While RISM generally supports the 2024 Budget, he believes it should have been more inclusive in order to encourage higher-income taxpayers to increase business activity in the face of rising business costs and challenging domestic and global conditions.
Adzman said that RISM professionals in the four surveying disciplines, namely geomatic and land surveying, quantity surveying, property surveying, and building surveying, are concerned about rising labour costs this year.
They are also concerned about the difficulty in managing variable costs such as the burden of additional overtime working costs, the minimum wage, and the temporary replacement of female employees on maternity leave for 98 days as a result of the Employment Act 1955 amendments that became effective on January 1, 2023, he said.
“RISM hopes that the government will review all the suggestions and ideas shared during the numerous time-consuming engagement sessions with people from all levels during the past few months and take them into account in reviewing Budget 2024,” he said.
He believes that the new stamp duty flat rate of four per cent for foreign purchasers of properties is expected to deter foreign investors.
These investors could be those who are already working in Malaysia and plan to retire there, or they could be nomads looking to settle in Malaysia through the MM2H scheme, he explained.
Adzman also said that the decision to lower the threshold for en-bloc sales is unlikely to excite investors because Malaysia still has a lot of land and is not as densely populated as Singapore and Hong Kong.
Nonetheless, RISM welcomes urban regeneration to make way for higher-purpose, sustainable developments in major cities such as Kuala Lumpur/Klang Valley, Penang, and Johor Bharu.
Adzman said that the 2024 Budget is generally viewed as a budget for the Rakyat, specifically for government employees, B40, and minorities such as Orang Asli, farmers, and students.
“On personal basis, the increase in tax relief given for personal income tax will provide taxpaying individuals with the opportunity to reduce their tax payments.
“However, this will then reduce the tax revenue for the government, which will now need to be replaced with other sources of revenue.
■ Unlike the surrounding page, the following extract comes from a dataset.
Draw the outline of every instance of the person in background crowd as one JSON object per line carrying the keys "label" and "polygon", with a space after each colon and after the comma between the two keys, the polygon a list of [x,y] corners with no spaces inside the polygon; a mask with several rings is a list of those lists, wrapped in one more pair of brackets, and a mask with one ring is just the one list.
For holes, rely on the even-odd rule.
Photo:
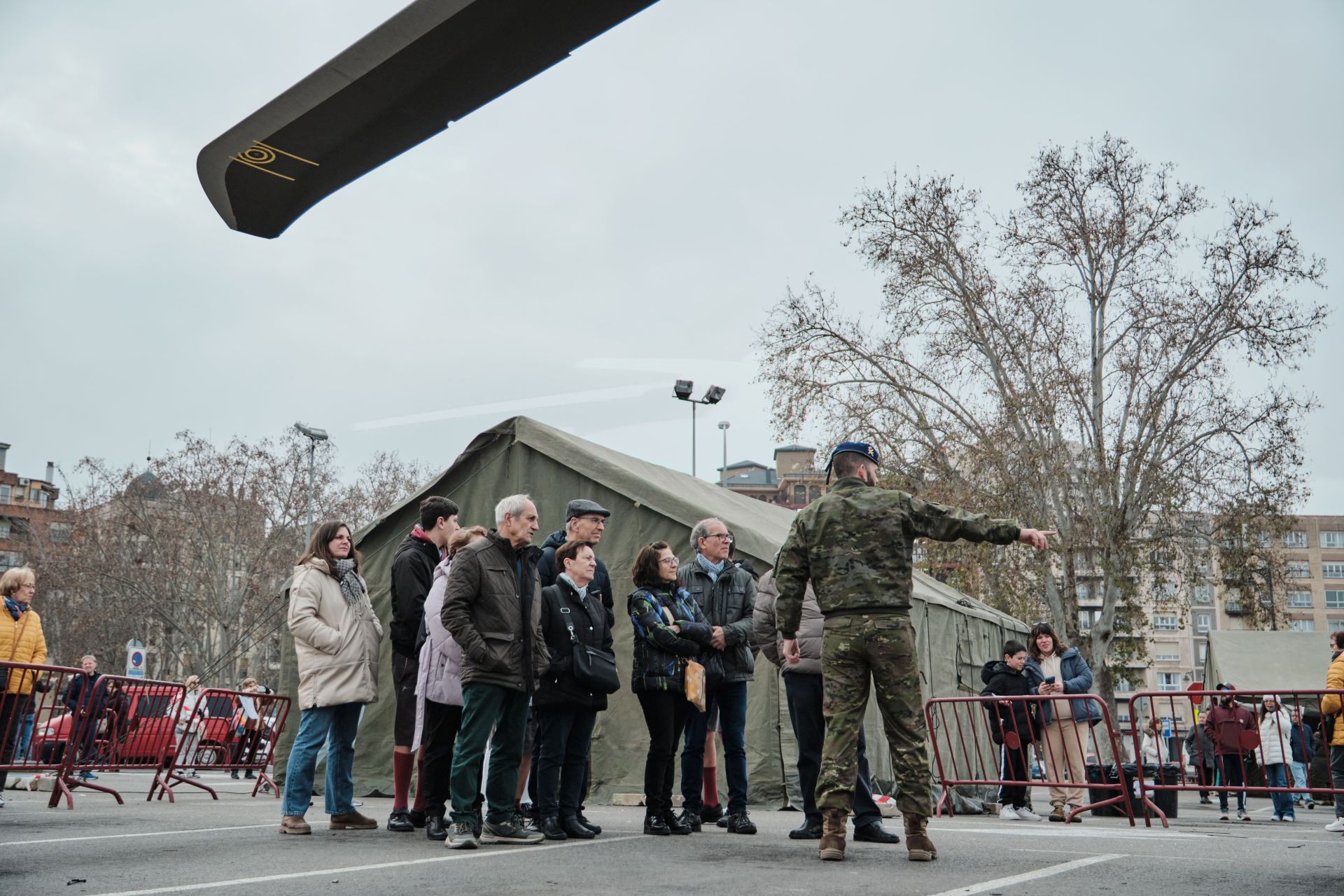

This explains why the SST needs to be increased to eight per cent,” he said.
With rising prices for goods, particularly basic necessities but not all services, the government stands to benefit from higher SST collections to compensate for the drop in collection, he said.
According to Adzman, people will need to reconsider their spending habits and may avoid high-end luxury items and casual purchases.
He believes that professionals such as land surveyors, quantity surveyors, valuers, estate agents, property managers, and building surveyors will be affected as clients become more cost-conscious and press professional fees lower under the guise of business competitiveness.
Meanwhile, he said that the housing credit guarantee for purchasers of government housing projects will undoubtedly assist government employees in purchasing homes.
This, however, will not benefit the private housing sector, particularly in terms of stimulating the slumping domestic property market, he said.
RISM also applauds the RM100 million allocation for low- and medium-cost housing in both the public and private sectors for repairs to water tanks, roofs, electrical wiring, and CCTV.
Adzman said that this will help to alleviate the burden on strata property owners who suffer from building defects and substandard building construction, necessitating high repair and replacement costs.